Nordic countries are often praised for how high they rank in gender equality. In the World Economic Forum’s 2015 Gender Gap Index, Iceland, Norway, Finland, and Sweden are the top four countries with the smallest gaps between the sexes in education, health, economic opportunity, and political representation. Despite these rankings, the Nordic countries have an unusually disproportionate amount of domestic violence against women.
Enrique Gracia of the University of Valencia and Juan Merlo of the University of Lund have discovered that there is a lack of research on this subject. They have published a paper in the Social Science and Medicine Journal coining this phenomenon as the “Nordic paradox.” They suggest that a better understanding of the paradox could reveal crucial lessons about violence against women.

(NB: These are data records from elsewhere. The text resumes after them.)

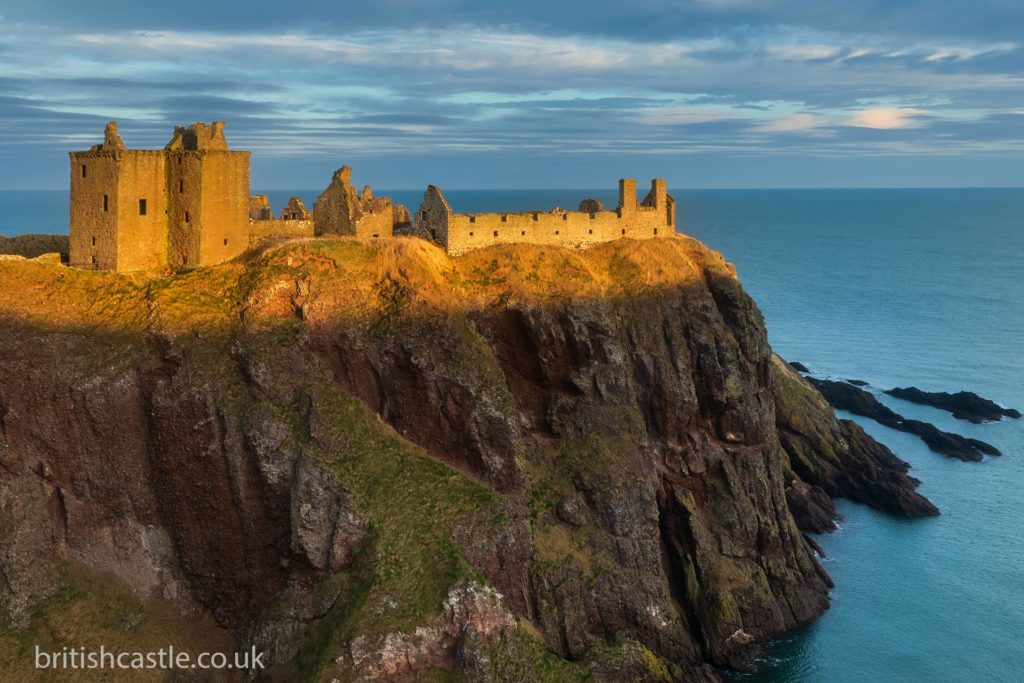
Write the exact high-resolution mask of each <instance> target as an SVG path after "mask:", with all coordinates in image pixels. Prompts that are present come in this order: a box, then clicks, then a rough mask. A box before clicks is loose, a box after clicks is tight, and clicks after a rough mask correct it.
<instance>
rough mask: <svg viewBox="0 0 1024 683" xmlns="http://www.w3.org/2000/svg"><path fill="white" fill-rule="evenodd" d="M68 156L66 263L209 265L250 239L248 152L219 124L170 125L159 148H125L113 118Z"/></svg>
mask: <svg viewBox="0 0 1024 683" xmlns="http://www.w3.org/2000/svg"><path fill="white" fill-rule="evenodd" d="M70 157H71V258H70V260H71V264H72V265H76V266H80V267H91V268H102V269H111V270H147V269H154V268H162V267H167V266H171V267H196V266H201V265H213V264H216V263H221V262H223V261H226V260H229V259H231V258H233V257H236V256H238V255H239V254H241V253H242V252H243V251H244V250H245V249H246V248H247V247H248V243H249V239H248V231H249V225H248V223H249V216H248V209H249V207H248V203H249V153H248V152H231V151H230V150H228V146H227V140H226V138H225V137H224V124H223V123H221V122H215V123H213V124H206V123H194V124H191V125H190V126H188V127H187V128H185V127H183V126H176V127H175V129H174V135H173V136H172V137H171V140H170V142H168V143H167V145H166V146H165V147H164V148H163V150H129V148H128V147H127V145H125V143H124V141H123V140H122V139H121V135H120V133H119V132H118V128H117V123H116V122H113V121H112V122H111V123H109V124H106V127H105V129H104V131H103V141H102V143H100V144H95V145H93V146H92V147H91V148H89V150H88V151H87V152H72V153H70Z"/></svg>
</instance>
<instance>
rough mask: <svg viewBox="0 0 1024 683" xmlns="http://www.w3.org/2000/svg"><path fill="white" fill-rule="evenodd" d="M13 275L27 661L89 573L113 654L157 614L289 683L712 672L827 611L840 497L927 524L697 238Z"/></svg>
mask: <svg viewBox="0 0 1024 683" xmlns="http://www.w3.org/2000/svg"><path fill="white" fill-rule="evenodd" d="M0 279H2V280H3V283H4V287H2V288H0V315H2V328H0V355H2V357H3V359H4V360H3V364H2V365H0V560H2V562H0V568H2V571H0V611H2V616H3V623H4V625H3V626H2V627H0V661H4V663H5V664H7V665H8V666H10V667H14V668H15V670H16V668H17V667H19V666H26V665H25V663H24V661H23V660H22V659H20V658H19V657H20V655H19V652H20V651H22V650H19V649H18V648H25V647H26V646H27V643H30V642H31V641H32V640H33V639H39V638H43V639H44V640H46V641H47V643H50V644H54V643H55V644H57V645H59V644H60V641H61V640H65V641H67V640H70V639H73V638H74V634H70V633H68V632H63V631H60V630H59V629H55V628H53V625H52V622H53V621H54V617H53V614H59V613H61V612H60V610H61V609H72V608H76V605H79V606H80V604H81V602H82V601H83V600H86V601H87V600H88V599H89V595H90V593H89V589H88V588H85V589H83V588H81V582H79V583H78V584H76V583H75V581H73V579H74V578H75V577H78V575H80V574H81V573H82V572H85V573H86V574H90V575H91V574H95V573H109V574H114V575H115V577H116V578H117V579H118V581H119V582H121V585H126V586H127V588H128V589H130V590H131V591H132V592H133V594H134V596H135V598H134V599H136V600H141V602H139V603H137V604H136V603H131V604H129V603H130V602H131V601H130V600H127V599H126V600H124V601H121V602H115V603H113V604H112V605H109V606H108V607H106V608H108V609H109V610H114V611H115V613H114V614H105V615H104V616H103V620H105V622H104V623H110V622H112V620H113V623H119V622H118V618H124V616H123V614H121V613H120V612H119V611H118V610H121V611H125V610H128V611H132V610H134V611H135V612H137V613H139V614H142V616H140V617H139V620H140V621H139V620H135V621H134V622H131V624H132V625H133V626H131V627H130V628H129V627H126V628H125V629H123V630H121V631H119V630H118V629H113V630H111V632H110V633H106V634H105V635H106V637H108V638H109V640H106V641H104V642H106V644H108V646H111V644H112V642H113V641H116V640H117V638H118V637H124V638H127V637H129V636H130V637H132V638H135V641H133V642H137V641H138V640H139V638H142V636H139V635H138V634H139V633H141V631H140V629H144V628H145V625H146V624H148V625H151V626H152V624H154V622H153V620H154V618H156V617H154V616H153V614H154V612H155V610H157V607H156V606H154V605H155V604H157V603H160V604H161V605H162V606H161V607H160V609H162V610H163V611H161V612H160V613H161V614H164V618H170V617H167V616H166V611H167V609H166V607H167V605H166V604H164V603H162V602H161V601H162V600H163V601H170V602H171V603H173V607H174V609H175V610H176V612H175V613H180V618H181V620H189V618H195V617H197V615H200V616H203V615H205V616H206V617H207V618H208V621H209V617H212V620H213V621H214V622H215V625H213V626H210V627H209V628H212V629H218V630H219V631H220V632H221V633H228V634H230V636H231V637H232V638H233V639H234V642H236V643H237V644H238V645H239V646H240V647H241V646H243V645H248V644H250V643H254V644H256V645H258V646H259V647H260V648H262V649H265V650H267V651H268V653H269V657H270V659H271V660H272V663H273V664H274V667H275V671H276V672H278V673H279V674H281V675H284V676H296V675H302V676H310V677H314V678H319V679H325V680H332V679H335V678H337V679H339V680H402V679H410V680H411V679H412V678H414V677H416V676H424V675H427V674H428V673H430V672H434V673H436V672H442V671H445V670H449V671H458V672H462V674H464V675H465V676H466V677H467V678H468V679H469V680H524V681H528V680H558V681H563V680H573V679H577V678H581V679H582V678H585V677H591V678H590V680H595V679H596V680H607V681H627V680H630V681H633V680H714V679H715V678H716V674H715V670H714V669H713V668H712V666H711V665H716V666H741V665H742V664H743V661H744V659H745V657H746V656H748V654H749V652H750V648H751V646H752V644H753V643H756V642H758V641H760V640H764V639H767V638H770V637H772V636H775V635H778V634H780V633H782V632H784V631H787V630H790V629H793V628H795V627H797V626H799V625H802V624H805V623H807V622H809V621H812V620H814V618H815V617H816V616H818V615H819V614H820V613H821V612H822V611H823V610H824V609H825V608H826V607H827V605H828V598H827V590H828V587H829V585H830V581H829V579H828V578H827V575H826V574H825V572H824V571H823V569H822V568H821V566H820V565H819V564H818V562H817V560H816V559H815V555H814V553H813V550H812V549H811V546H810V544H809V542H808V541H807V540H806V539H805V537H804V535H803V532H802V530H826V529H827V528H829V527H830V524H831V519H833V517H834V516H835V510H834V508H833V507H831V501H830V498H829V497H836V496H847V497H850V498H851V499H853V500H856V501H860V502H862V503H865V504H867V505H871V506H874V507H878V508H880V509H883V510H886V511H889V512H894V513H899V514H907V515H923V514H934V513H935V509H934V508H933V507H932V506H931V504H930V503H928V501H927V500H925V499H924V498H922V497H921V496H920V495H918V494H915V493H914V492H913V488H914V486H915V483H916V482H915V480H913V479H912V478H910V477H908V476H907V475H906V473H905V472H906V466H905V464H903V463H901V462H900V461H899V460H898V459H896V458H895V457H894V456H893V455H892V454H891V453H889V452H888V450H886V449H885V447H884V446H881V445H880V444H878V443H877V442H876V441H873V440H872V439H871V438H870V437H869V436H867V435H866V434H865V433H864V432H863V431H862V430H860V429H859V428H858V427H856V425H853V424H852V423H848V422H841V421H837V420H836V418H835V415H834V413H833V412H831V410H830V409H829V408H828V405H827V404H826V403H825V402H824V401H823V399H822V398H821V396H820V395H819V394H818V393H817V392H816V391H815V390H814V389H813V387H811V386H810V385H809V384H807V383H806V382H805V381H804V380H803V379H801V378H800V377H799V376H798V375H797V374H796V373H794V372H793V371H791V370H790V369H788V368H787V367H786V366H785V365H784V364H783V362H781V361H780V360H779V359H777V358H775V357H774V356H773V355H772V352H771V349H770V348H769V345H768V343H767V338H766V335H765V330H764V325H763V321H762V317H761V314H760V313H759V311H758V309H757V307H756V305H755V304H754V302H753V301H752V300H751V299H750V298H749V297H748V296H746V295H745V294H744V293H743V291H742V289H741V287H740V285H739V283H738V281H737V280H736V278H735V274H734V272H733V270H732V268H731V266H729V265H728V264H727V263H726V262H725V261H724V260H723V259H722V257H721V256H720V255H718V254H717V253H715V252H712V251H710V250H708V249H707V248H705V247H703V246H701V245H700V244H699V243H697V242H695V241H693V240H689V239H685V238H681V237H680V238H677V239H663V240H648V241H640V242H638V241H629V240H624V241H618V242H613V243H609V244H604V245H601V246H598V247H594V248H591V249H589V250H587V251H584V252H575V251H570V250H564V249H559V248H554V247H532V246H515V247H502V248H492V249H486V250H481V251H478V252H472V253H469V254H466V255H464V256H461V257H458V258H449V257H447V256H445V255H444V254H443V252H441V250H439V249H438V248H436V247H433V246H431V245H429V244H427V243H425V242H423V241H420V240H416V239H395V240H387V241H382V242H379V243H375V244H372V245H371V244H365V243H359V242H356V241H353V240H345V239H335V240H316V241H305V242H295V243H290V244H285V245H278V246H275V247H272V248H270V249H268V250H267V251H266V252H264V253H260V254H253V255H250V257H249V258H248V259H247V260H245V261H244V262H237V263H230V264H224V265H222V266H217V267H215V268H206V269H199V270H194V271H190V272H185V273H179V274H176V275H173V276H167V278H157V279H143V278H141V276H139V278H132V276H126V275H120V274H116V273H102V272H87V271H78V270H72V269H68V268H65V267H61V266H57V265H52V264H40V263H33V262H27V261H7V262H0ZM69 577H71V579H69ZM89 585H91V584H88V582H86V586H89ZM69 587H70V588H69ZM69 590H71V594H70V595H71V597H68V596H69ZM126 590H127V589H126ZM122 603H124V605H128V606H124V605H122ZM69 605H70V606H69ZM119 605H120V606H119ZM96 609H97V610H99V607H96ZM100 611H101V610H100ZM133 613H134V612H133ZM97 618H98V617H97ZM175 618H177V617H175ZM171 621H173V620H171ZM175 624H177V623H176V622H175ZM97 628H98V627H97ZM175 628H178V627H176V626H175V627H172V626H168V627H166V629H165V630H166V632H167V633H171V632H174V633H177V631H175ZM151 630H152V629H151ZM179 630H180V629H179ZM185 631H187V629H185ZM104 633H105V632H104ZM119 633H121V634H122V636H119V635H118V634H119ZM125 633H127V634H129V636H124V635H123V634H125ZM41 634H43V635H41ZM111 639H113V640H111ZM63 644H73V643H68V642H65V643H63ZM115 644H116V643H115ZM30 666H31V664H30Z"/></svg>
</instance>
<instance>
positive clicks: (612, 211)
mask: <svg viewBox="0 0 1024 683" xmlns="http://www.w3.org/2000/svg"><path fill="white" fill-rule="evenodd" d="M618 189H620V203H618V207H617V208H616V209H615V210H614V211H605V210H593V211H563V210H561V209H555V210H553V211H532V212H516V213H480V214H466V213H455V212H453V211H452V209H451V206H450V205H449V203H447V201H446V200H445V199H444V196H443V194H442V193H441V190H440V188H439V187H437V186H435V185H430V186H429V187H427V190H426V191H425V193H424V196H423V203H422V204H421V205H420V209H419V210H418V211H417V212H416V216H415V219H416V225H417V229H416V233H417V234H419V236H420V237H423V238H426V239H428V240H432V241H433V242H436V243H437V244H439V245H441V246H442V247H444V248H445V249H446V250H447V252H449V253H450V254H462V253H465V252H467V251H471V250H473V249H480V248H483V247H488V246H490V245H496V244H514V243H529V244H542V245H558V246H563V247H573V248H582V247H587V246H590V245H593V244H597V243H600V242H609V241H611V240H618V239H622V238H633V239H642V238H655V237H666V236H672V234H674V233H675V229H676V224H675V223H676V221H675V200H673V199H672V197H671V196H669V195H668V193H667V191H666V185H665V181H664V180H660V179H658V180H654V181H652V183H651V191H650V194H648V196H647V198H645V200H644V202H643V203H641V204H637V201H636V181H635V180H632V179H623V180H620V184H618ZM588 202H592V201H588ZM584 206H589V207H596V206H599V204H597V203H594V204H589V203H587V202H585V203H584Z"/></svg>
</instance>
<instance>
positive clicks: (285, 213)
mask: <svg viewBox="0 0 1024 683" xmlns="http://www.w3.org/2000/svg"><path fill="white" fill-rule="evenodd" d="M263 197H265V195H264V196H263ZM269 208H270V205H269V203H268V204H267V209H269ZM249 217H250V218H252V214H251V213H250V216H249ZM312 217H313V216H312V214H311V213H309V211H308V210H307V209H306V205H305V204H303V203H302V200H301V199H299V198H298V197H292V198H289V200H288V204H286V205H285V208H284V209H282V210H281V216H279V218H280V219H281V220H312Z"/></svg>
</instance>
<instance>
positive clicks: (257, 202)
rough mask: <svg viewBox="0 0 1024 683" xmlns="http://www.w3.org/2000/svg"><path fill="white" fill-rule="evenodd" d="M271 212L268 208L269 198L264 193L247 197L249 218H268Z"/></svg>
mask: <svg viewBox="0 0 1024 683" xmlns="http://www.w3.org/2000/svg"><path fill="white" fill-rule="evenodd" d="M271 218H273V212H272V211H271V210H270V199H269V198H268V197H267V196H266V195H252V196H250V197H249V220H270V219H271Z"/></svg>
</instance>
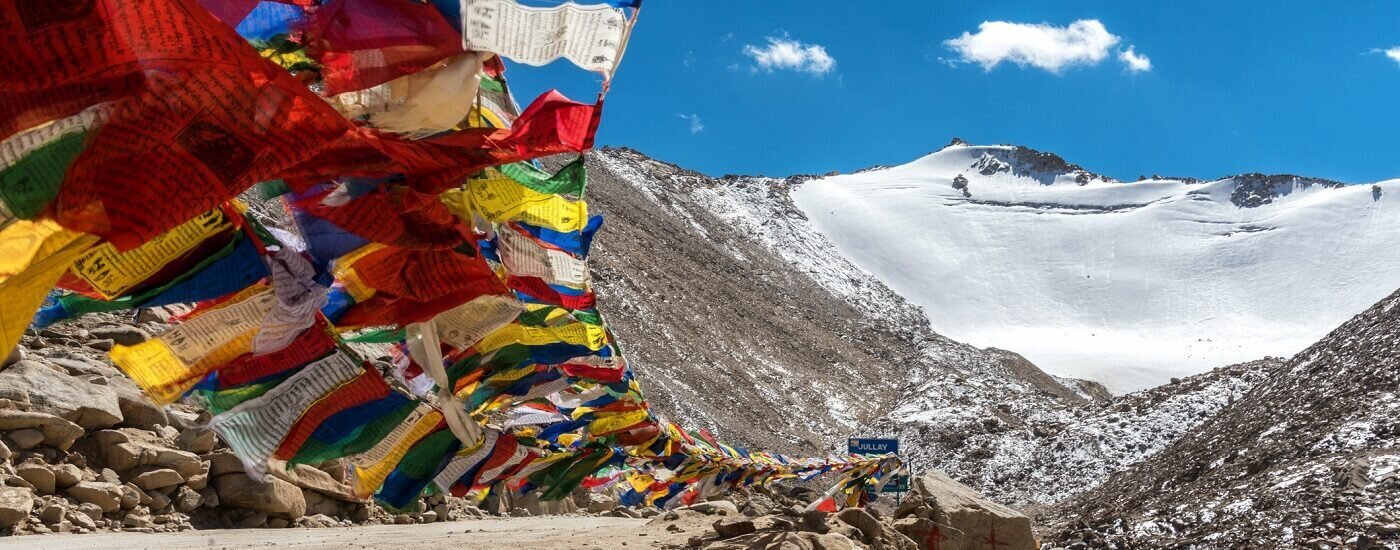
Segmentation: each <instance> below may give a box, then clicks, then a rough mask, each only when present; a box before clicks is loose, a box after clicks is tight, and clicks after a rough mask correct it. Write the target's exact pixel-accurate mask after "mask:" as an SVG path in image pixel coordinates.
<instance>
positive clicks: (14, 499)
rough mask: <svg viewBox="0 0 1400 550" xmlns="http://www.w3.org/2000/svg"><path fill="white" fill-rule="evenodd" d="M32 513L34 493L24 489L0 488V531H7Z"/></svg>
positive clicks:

Intimate partner violence (IPV) is the most common type of violence against women, proving to even be deadly. According to a study from the London School of Hygiene and Tropical Medicine, 38.6 percent of women killed died at the hands of their partners globally. Surprisingly, figures from the European Union Agency of Fundamental Rights showed the three Nordic Countries of Sweden, Finland, and Denmark seem to have a higher rate of violence against women than the European Union average. Interestingly, European countries with relatively low levels of gender equality, such as Greece or Italy, seem to have lower levels of IPV. One possibility is that that higher levels of gender equality leads to more women reporting violence from their partners, while countries with less equality underreport. A FRA report states that incidents of violence against women are more likely to be openly addressed and challenged in societies with greater equality.